Choosing the right running shoe is vital in order to get the most enjoyment out of your running, and to minimise the risk of injury. Poor choice of shoe is the most common cause of many foot and lower leg injuries in runners, not to mention blisters and lost toenails!
The price of trainers can seem extraordinarily high these days, but it is worth remembering, if you get the right ones they could see you through between 300-500 miles of injury free running. It is also worth noting that the most expensive may not be the best for you either – it depends on your type of foot, the way you run and where you run!
Wet foot test
The wet foot test is the simplest way to get an initial idea of what type of foot and style of running you have. In bare feet, get the soles of your feet wet and then step on a dry surface like a patio, concrete or bathroom tile, and take note of the footprint shape that you leave behind.
Ideally you should try to run, instead of walk, for this test as the foot acts differently at different speeds.
If we look at the left footprint in the image we can see that the whole foot is visible. This is indicative of an overpronating foot – that is one that rolls inwards as the weight transfers from the heel to the toes .
When the foot is in an over-pronated position three major joints in the foot are out of alignment. This causes the foot to become structurally unstable, and, in turn, the muscles, tendons and ligaments of the lower leg are forced to work harder in an attempt to stabilize the foot. If this is the case you need a MOTION CONTROL SHOE.
This is why over-pronaters are vulnerable to plantar fascilitis (heel pain), shin splints, achilles tendonitis, iliotibial band syndrome, knee pain and other overuse injuries.
Supination (Under pronation)
The third footprint shows a very light foot print with little or no arch visible. This is indicative of a under-pronating or supinating foot – one which rolls outwards as it strikes the ground.
The most severe over-supinators tend to have a history of recurrent ankle sprains and/or stress fractures. Runners who supinate excessively require the highest level of cushioning in their running shoes and should avoid shoes with stability features, so go for a CUSHIONING SHOE.
The centre footprint shows a neutral (ideal) foot strike on the ground. Here the weight is transferred from the heel to to the toes with no sideways roll of the foot at all. This type requires a STABILITY SHOE to keep the foot in this optimum position.
Expert Advice and Gait analysis
Whilst the wet foot test is a good indication of gait, I would highly recommend you go to a specialist running shop that offers video gait analysis.
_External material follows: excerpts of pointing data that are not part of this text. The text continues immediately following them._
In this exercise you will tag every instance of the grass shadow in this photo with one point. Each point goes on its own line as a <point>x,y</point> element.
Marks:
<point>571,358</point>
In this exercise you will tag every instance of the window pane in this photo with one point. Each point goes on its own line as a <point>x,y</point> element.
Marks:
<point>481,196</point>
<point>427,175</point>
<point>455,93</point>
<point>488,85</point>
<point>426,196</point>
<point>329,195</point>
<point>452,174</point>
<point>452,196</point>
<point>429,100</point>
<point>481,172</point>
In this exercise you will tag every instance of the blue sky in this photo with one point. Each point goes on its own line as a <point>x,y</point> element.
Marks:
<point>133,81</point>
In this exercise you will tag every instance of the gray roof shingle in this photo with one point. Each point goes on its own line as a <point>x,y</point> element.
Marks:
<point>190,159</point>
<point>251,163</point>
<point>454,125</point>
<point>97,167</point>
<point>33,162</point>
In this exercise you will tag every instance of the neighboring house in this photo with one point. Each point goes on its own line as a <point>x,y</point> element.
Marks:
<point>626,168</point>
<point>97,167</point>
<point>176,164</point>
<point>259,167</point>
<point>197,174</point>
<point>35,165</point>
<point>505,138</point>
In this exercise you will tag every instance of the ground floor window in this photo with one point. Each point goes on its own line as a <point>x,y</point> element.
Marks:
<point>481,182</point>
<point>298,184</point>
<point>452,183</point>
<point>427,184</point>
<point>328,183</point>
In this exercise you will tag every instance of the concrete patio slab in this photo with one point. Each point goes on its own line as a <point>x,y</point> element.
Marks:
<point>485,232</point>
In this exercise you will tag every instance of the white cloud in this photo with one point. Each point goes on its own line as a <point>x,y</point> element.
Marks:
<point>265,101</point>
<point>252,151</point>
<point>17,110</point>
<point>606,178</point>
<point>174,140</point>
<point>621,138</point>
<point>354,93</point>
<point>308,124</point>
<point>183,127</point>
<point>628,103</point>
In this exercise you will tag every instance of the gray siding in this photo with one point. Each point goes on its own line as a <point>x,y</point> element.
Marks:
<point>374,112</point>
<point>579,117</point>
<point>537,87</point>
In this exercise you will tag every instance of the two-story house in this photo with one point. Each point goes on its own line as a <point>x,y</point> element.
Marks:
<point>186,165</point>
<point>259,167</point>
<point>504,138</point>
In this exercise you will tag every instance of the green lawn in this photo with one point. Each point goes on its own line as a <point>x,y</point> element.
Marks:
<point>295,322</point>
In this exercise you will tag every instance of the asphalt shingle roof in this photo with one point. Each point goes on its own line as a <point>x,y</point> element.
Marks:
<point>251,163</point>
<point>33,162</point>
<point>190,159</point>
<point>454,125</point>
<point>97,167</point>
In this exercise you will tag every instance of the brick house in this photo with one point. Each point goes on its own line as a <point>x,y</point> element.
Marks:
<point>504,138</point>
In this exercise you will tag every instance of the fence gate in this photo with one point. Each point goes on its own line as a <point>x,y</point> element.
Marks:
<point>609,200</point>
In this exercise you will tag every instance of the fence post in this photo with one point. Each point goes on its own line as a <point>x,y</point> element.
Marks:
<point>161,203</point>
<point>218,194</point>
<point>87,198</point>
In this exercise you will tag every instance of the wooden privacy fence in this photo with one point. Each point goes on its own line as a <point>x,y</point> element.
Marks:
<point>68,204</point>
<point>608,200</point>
Here they will video your foot strike from behind on a treadmill in a natural running situation to accurately determine which shoe you require.
Tips when buying shoes
- Go to a specialist shop – they will match the perfect shoe for you, and won’t just try and sell you the most expensive brand. They will also offer an exchange if you are not happy after a few days use
- Bring your old trainers – by looking at the wear on the soles the shop can get further information on your gait
- Tell them if you have been getting any pain, and where
- Always get measured – your feet can still change size as you age, and manufacturers sizes vary slightly and a specialist store will know the right fit for each brand
- Wear running socks – get fitted wearing the kit you would normally wear – otherwise the shoe might rub
- There should be about 10mm between the end of the shoe and the end of your longest toe
- The heel should not slip
- Make sure the shoe bends where the ball of your foot is, where your toes bend. Everyones foot is different with different toe lengths etc.
- Check for raised seams or defects on the inside of the shoe – eliminate any blister causes
Lifespan of shoes
Most good trainers will last between 300-500 miles, so it is a good idea to keep a record of how many miles you have run in each pair. With constant use and age, the cushioning gets compressed and loses it’s effectiveness. As the shoe ages you will probably start to notice some dull aches and pains in the sole of the foot if the shoe is getting too old. You may also start to experience knee and hip pain after short distances.
It’s often best to alternate between two identical pairs to make sure you always have a pair to run in if one pair suddenly seems painful.
Never run a race in new shoes, especially longer distances – Marathons are the wrong place to try out new kit!